On days like these, I feel like the people in my life would be better off without me in it. I am grateful to have a few close people in my life who can talk me down off of that ledge. I know that some of my bipolar brothers and sisters out there do not.
Today, I am healthy-ish. I try to work out regularly to keep the feel-good endorphins pumping. I fill my days with activities that feel like I’m making an impact. I eat healthy foods and try to stay away from over-processed foods, but I still indulge once in a while. I limit my caffeine. I meditate. I hug my children and tell my loved ones that I love them, often. I see a therapist. I offer myself grace.
These actions are my life vest, keeping me afloat on even the roughest waters. I do what I can to stay as healthy as I can, and I hope for the best.
What I want people to understand about living with bipolar
To this day I still can’t tell you much about bipolar disorder. I know that there are different designations now. I have only ever had one meaningful conversation with a person with the same diagnosis. His name is Adam Sud, and he survived a suicide attempt. I know that some days it can feel that dark.
I also know that people use the term “bipolar” to explain away some erratic behavior in a person that they do not understand. “Oh she’s so bipolar,” someone will quip. And yes, even in today’s world it is mainly used to describe a woman. I stopped being sensitive about this a long time ago. If people want to be ignorant and say ignorant things, I don’t feel obligated to be their token bipolar friend there to educate them.

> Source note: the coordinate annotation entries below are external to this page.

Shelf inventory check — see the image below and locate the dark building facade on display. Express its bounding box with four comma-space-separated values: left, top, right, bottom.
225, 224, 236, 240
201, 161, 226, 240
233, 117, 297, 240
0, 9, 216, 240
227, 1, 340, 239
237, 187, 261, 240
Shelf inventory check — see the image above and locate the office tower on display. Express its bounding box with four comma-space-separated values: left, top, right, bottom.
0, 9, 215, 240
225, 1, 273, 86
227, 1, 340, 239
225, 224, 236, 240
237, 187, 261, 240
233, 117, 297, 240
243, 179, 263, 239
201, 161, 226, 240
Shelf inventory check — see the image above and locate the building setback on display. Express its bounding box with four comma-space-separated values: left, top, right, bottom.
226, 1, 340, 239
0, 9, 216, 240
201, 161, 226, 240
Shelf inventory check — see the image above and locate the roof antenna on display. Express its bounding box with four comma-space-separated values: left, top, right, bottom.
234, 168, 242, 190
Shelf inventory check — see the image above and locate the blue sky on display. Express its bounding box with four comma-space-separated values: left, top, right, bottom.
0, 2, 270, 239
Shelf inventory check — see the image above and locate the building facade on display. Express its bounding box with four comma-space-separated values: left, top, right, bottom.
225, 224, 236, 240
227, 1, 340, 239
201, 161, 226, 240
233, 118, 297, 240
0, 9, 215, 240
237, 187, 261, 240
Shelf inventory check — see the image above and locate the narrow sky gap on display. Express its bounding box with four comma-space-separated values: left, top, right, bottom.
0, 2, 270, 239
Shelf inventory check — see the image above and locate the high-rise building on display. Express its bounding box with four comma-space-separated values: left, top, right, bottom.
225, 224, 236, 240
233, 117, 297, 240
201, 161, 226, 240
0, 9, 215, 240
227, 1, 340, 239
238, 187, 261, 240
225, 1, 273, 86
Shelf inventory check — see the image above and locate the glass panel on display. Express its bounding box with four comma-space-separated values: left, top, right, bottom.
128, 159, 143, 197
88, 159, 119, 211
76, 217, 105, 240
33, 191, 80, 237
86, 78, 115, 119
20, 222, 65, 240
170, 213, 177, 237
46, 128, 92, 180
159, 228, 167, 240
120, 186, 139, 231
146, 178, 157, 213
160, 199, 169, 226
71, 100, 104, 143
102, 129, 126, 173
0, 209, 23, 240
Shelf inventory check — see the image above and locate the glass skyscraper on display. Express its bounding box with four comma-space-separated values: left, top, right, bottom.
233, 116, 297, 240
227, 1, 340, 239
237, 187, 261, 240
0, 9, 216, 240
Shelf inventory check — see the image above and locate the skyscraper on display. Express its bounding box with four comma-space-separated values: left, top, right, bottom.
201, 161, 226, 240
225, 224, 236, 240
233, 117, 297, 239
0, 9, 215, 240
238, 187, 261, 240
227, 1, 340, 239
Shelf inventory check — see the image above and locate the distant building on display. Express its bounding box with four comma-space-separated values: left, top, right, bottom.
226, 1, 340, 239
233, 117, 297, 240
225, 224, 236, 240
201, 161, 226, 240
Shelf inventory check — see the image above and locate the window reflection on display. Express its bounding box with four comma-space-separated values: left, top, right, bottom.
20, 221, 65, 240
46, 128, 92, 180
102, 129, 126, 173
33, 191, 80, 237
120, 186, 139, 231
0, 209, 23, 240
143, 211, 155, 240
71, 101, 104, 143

I am fully aware that I have lost many friends because of my behavior. I don’t go around advertising it. Usually, by the time I realize that I’m having a manic depressive episode, I am in the throes of it, and the damage has been done. Going back to ask someone for forgiveness and trying to explain my behavior away by providing them with my diagnosis feels like a cop-out. Why should I get off the hook for hurting someone just because I have bipolar disorder? The answer is that I shouldn’t, and so most of the time I apologize, hope they’ll forgive me, and keep it moving.
At the end of the day, I have bipolar disorder, but bipolar disorder can’t have me. Tides change, but I have my lifeboat. And I plan to keep on paddling for as long as my arms can take me.